The above-described studies using transgenic models further support the contention that the MOB and AOB have complementary roles in reproductive behaviors, contributing to the high plastic capacity of the olfactory system. This brief review of the literature from different species clearly demonstrates the complex interaction between the two early described olfactory systems. We should consider that we are probably dealing with one complex olfactory system with a high degree of plasticity. This plasticity is also evident in the integration of new neurons in adulthood to the OB induced by sexual behavior, which will be described in the next section.

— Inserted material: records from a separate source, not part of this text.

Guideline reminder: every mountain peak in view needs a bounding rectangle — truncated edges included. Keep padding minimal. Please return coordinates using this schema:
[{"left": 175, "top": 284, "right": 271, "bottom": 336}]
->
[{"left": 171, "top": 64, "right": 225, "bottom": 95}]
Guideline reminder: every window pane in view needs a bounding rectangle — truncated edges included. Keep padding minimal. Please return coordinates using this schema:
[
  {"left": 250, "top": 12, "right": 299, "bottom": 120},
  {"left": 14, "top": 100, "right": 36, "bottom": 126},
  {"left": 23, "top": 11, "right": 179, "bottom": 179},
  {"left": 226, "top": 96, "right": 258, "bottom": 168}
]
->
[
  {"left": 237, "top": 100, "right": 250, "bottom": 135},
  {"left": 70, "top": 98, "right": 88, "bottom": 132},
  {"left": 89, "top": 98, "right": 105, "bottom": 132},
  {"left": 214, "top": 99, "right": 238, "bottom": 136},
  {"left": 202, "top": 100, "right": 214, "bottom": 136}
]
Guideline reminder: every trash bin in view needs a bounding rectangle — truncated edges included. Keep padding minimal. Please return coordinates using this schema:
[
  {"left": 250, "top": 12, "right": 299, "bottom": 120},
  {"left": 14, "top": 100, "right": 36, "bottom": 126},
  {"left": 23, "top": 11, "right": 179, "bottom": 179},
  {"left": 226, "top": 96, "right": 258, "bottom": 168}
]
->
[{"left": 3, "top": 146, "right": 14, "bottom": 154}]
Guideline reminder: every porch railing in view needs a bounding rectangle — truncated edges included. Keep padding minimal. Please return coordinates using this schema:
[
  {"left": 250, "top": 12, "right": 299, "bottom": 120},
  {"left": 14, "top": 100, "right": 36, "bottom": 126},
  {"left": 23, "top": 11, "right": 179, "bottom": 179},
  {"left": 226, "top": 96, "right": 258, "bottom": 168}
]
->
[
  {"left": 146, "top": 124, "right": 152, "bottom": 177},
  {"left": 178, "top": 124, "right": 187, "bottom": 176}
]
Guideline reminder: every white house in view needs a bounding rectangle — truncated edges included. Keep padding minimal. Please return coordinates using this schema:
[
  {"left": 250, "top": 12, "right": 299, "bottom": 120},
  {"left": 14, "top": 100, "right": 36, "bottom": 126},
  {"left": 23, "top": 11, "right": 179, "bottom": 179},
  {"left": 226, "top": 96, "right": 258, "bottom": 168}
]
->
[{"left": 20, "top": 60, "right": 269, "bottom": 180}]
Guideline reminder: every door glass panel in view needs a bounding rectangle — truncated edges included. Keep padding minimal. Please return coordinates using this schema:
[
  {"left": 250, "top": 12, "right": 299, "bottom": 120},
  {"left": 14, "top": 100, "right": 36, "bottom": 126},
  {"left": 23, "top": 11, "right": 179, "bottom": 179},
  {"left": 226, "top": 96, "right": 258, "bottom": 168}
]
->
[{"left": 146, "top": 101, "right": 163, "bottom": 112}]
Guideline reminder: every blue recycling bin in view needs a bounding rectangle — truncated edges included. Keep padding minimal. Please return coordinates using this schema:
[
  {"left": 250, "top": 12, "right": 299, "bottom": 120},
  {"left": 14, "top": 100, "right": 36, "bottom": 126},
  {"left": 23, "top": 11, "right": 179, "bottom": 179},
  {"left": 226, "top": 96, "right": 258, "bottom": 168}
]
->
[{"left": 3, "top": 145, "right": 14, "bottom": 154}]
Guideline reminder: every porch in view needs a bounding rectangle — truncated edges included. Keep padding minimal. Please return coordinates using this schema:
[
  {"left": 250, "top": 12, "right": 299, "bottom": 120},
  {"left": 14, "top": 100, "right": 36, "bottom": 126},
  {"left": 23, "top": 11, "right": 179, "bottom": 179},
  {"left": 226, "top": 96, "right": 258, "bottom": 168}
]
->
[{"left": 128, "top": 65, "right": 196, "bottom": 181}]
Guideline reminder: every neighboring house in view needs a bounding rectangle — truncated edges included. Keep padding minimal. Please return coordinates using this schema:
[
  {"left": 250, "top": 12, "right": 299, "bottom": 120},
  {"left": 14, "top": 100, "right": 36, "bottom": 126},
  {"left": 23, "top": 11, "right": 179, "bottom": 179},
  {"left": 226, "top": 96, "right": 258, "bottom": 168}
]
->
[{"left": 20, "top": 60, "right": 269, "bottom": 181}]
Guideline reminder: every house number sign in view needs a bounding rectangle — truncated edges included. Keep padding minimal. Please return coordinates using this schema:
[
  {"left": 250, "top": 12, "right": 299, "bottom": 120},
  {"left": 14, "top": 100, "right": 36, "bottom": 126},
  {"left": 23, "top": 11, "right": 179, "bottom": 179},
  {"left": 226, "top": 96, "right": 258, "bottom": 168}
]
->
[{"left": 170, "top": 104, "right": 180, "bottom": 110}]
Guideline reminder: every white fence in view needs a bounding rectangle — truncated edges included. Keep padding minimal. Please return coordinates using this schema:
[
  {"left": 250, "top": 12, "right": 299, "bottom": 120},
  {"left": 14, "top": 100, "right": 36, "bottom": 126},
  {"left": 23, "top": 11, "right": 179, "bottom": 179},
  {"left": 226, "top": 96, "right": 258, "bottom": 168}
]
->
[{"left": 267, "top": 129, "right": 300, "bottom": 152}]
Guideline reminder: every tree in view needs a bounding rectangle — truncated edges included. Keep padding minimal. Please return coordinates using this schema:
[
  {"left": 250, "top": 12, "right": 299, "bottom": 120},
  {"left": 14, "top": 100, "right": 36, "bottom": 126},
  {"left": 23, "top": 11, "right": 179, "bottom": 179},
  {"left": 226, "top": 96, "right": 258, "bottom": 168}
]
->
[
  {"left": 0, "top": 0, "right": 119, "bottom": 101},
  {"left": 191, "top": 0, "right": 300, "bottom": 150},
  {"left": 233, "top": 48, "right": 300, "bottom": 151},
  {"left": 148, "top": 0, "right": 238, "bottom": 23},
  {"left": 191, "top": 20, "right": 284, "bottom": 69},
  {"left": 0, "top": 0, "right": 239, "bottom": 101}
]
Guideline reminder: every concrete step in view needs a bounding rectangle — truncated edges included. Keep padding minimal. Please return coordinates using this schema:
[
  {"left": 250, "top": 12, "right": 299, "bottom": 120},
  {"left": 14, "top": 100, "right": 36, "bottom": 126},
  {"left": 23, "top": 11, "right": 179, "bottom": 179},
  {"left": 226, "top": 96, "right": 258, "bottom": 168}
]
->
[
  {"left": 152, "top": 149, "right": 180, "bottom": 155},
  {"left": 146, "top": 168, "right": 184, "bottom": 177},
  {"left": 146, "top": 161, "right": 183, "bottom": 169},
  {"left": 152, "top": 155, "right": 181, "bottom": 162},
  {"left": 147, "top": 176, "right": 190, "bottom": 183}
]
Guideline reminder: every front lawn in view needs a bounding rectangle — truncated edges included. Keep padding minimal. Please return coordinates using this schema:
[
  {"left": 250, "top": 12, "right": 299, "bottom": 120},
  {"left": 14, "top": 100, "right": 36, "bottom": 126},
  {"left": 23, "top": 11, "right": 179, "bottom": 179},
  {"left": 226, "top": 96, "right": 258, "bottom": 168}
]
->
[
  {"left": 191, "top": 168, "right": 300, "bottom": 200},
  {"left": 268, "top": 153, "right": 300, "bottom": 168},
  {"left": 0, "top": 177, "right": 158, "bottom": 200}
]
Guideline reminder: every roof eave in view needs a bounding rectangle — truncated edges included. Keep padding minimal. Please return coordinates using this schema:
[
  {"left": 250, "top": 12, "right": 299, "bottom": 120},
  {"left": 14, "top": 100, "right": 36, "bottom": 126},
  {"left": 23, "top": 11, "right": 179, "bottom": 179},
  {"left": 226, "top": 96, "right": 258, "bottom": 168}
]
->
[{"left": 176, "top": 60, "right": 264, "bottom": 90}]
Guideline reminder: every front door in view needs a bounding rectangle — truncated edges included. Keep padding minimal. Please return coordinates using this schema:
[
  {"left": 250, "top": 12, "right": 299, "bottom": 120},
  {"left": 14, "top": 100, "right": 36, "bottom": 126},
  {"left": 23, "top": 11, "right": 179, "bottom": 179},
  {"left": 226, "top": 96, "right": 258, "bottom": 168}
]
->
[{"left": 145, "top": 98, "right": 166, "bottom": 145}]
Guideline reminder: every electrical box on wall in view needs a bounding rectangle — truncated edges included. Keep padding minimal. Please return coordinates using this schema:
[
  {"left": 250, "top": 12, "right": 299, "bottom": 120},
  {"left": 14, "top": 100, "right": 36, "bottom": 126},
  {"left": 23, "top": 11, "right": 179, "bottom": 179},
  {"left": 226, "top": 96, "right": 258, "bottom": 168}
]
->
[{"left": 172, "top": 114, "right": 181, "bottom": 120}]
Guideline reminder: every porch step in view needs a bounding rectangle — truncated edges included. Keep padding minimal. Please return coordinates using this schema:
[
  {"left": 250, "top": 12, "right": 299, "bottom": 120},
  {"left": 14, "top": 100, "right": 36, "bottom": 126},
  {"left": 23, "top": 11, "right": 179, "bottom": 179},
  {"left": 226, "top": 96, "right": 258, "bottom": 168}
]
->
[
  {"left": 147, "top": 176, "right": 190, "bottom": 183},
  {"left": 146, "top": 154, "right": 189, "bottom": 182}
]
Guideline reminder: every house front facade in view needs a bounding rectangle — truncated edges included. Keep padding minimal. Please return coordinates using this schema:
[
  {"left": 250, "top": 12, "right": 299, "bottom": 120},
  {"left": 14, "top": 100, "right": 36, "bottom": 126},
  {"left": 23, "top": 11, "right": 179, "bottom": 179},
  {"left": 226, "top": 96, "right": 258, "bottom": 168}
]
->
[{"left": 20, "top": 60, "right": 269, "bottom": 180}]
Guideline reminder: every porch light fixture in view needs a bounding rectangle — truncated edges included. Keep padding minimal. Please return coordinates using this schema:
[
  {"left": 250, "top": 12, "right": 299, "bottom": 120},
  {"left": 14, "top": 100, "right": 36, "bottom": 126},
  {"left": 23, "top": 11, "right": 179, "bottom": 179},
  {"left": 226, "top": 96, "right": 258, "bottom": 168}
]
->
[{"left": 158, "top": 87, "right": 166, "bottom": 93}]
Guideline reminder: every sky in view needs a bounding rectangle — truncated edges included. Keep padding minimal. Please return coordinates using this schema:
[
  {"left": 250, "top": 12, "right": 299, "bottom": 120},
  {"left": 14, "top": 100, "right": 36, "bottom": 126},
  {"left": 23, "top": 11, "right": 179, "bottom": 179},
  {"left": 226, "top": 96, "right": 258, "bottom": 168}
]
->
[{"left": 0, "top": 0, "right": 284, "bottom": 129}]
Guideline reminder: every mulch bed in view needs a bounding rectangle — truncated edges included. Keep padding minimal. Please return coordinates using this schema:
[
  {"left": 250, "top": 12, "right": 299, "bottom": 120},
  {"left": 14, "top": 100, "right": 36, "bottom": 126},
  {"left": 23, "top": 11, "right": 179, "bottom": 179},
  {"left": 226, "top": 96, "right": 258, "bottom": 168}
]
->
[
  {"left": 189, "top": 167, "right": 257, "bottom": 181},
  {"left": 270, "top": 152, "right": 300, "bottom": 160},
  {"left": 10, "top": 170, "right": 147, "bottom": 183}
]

Neurogenesis in the subventricular zone-rostral migratory stream and olfactory bulbs in response to sexual behavior

As already described, olfaction is crucial for the appropriate selection of a potential mate, for the expression of sexual behavior, and for the species’ survival. Not only does olfactory stimulation induce the formation of new neurons (Peretto and Paredes, 2014), but sexual behavior also induces permanent plastic changes in different parts of the olfactory system inducing the incorporation of new neurons in the adult brain in different species. Depending on the type of stimulation, the incorporation of new cells and neurons is observed in the rostral migratory stream, the AOB, or the MOB. In the following section we will review how this motivated behavior induces long term plastic changes in neurogenesis in different areas of the olfactory system, further confirming the functional interaction and high plastic capability of the olfactory system. Adult neurogenesis has been documented in several species, including rats, mice, hamsters, voles, mole rats, ungulates, birds, fish, amphibians, reptiles, non-human primates, and in humans is still in debate (Portillo et al., 2019).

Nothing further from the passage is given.